Menü Üye Giriş

Şifre Sıfırla · Kayıt Ol

Sosyalistlere düşen acil görev
Ender HELVACIOĞLU



Resim Ekleme

Devrimci bir örgütün (aslında her siyasal örgütün) temel görevi bağımsız bir politik hat çizmektir. Yani döneme uygun devrimci stratejiyi berrak bir biçimde tespit etmektir.

Bu noktada yanlış yapmak yığınakta hata yapmak anlamına gelir; her şeyin sonu değildir ama ağır bir yenilgi yaşamak kaçınılmazdır.

Örneğin Çin Devrimi sürecinde, Mao Zedung ve birkaç arkadaşının itirazlarına karşın, Sovyet devrimi çizgisini aynen tekrar ederek şehir ayaklanmalarına girişen ÇKP ağır bir yenilgi alır, partinin tamamına yakını fiilen tasfiye edilir. Mao Zedung’un geride ne kaldıysa toplayıp Çin’in içlerine, kırsal bölgeye çekilmek amacıyla başlattığı “Uzun Yürüyüş” bir ricattır aslında. Ama o ricat, (Çin’in o günkü koşullarında doğru olan kırlardan kentlere stratejisini benimsediği için) dönmüş dolaşmış, başarılı bir devrimin başlangıcı olmuştur.

Taktik hatalar yapılabilir, irili ufaklı yenilgiler, tahribatlar yaşanabilir, kaçınılmazdır. Hayat o kadar renkli ve bol seçenekli ki, evdeki hesap her zaman çarşıya uymayabilir, normaldir. Aslında taktik hatalar, devrimci örgütün olgunlaşmasına, çelikleşmesine yol açtığı için sonuç olarak iyidir de…

Ama yığınaktaki (stratejideki) hata, bir dönemin ve bir kuşağın kaybı anlamına gelir.

Strateji yanlış ise, istenildiği kadar eylem yapılsın, örgütlenmeye çalışılsın, en donanımlı ve cesur kadrolara sahip olunsun, sonuç yine de hüsran olacaktır.

***

Türkiye sosyalist solunun önemli bir bölümü, Türkiye devriminin yolunun, sosyalistlerin Kürt hareketiyle acil bir ittifakından geçtiği tespiti ve uygulamasıyla ciddi bir stratejik hata yapmıştır.

Stratejideki bu hata, izleyicilerini bölmüş, parçalamış, zayıflatmış ve giderek gereksizleştirmiştir.

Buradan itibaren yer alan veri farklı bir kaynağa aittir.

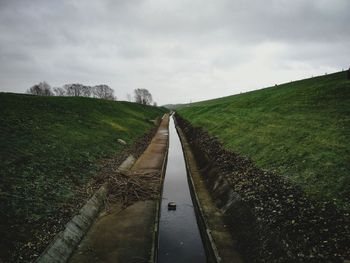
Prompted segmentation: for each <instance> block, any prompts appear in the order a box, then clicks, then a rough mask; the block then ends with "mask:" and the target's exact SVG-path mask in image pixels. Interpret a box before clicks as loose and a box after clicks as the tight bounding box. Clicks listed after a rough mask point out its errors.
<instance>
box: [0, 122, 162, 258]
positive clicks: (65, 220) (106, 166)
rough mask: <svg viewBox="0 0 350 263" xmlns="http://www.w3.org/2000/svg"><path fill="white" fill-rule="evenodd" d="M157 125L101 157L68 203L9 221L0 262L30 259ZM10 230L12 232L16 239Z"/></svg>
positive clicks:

Bağımsız bir politik odak olma niteliğini kaybetmişler, Kürt hareketine ve onun stratejisine eklemlenmişler, etkisiz bir “yancı” konumuna düşmüşlerdir.

Bugün kimse, örneğin bir EMEP’in, SDP’nin, ESP’nin ne dediğini, ne yaptığını merak etmiyor. Kürt hareketinin politikaları ortaya çıktığında onlarınki de otomatikman anlaşılıyor. Bu, varlık şartlarının yok olduğu anlamına gelir.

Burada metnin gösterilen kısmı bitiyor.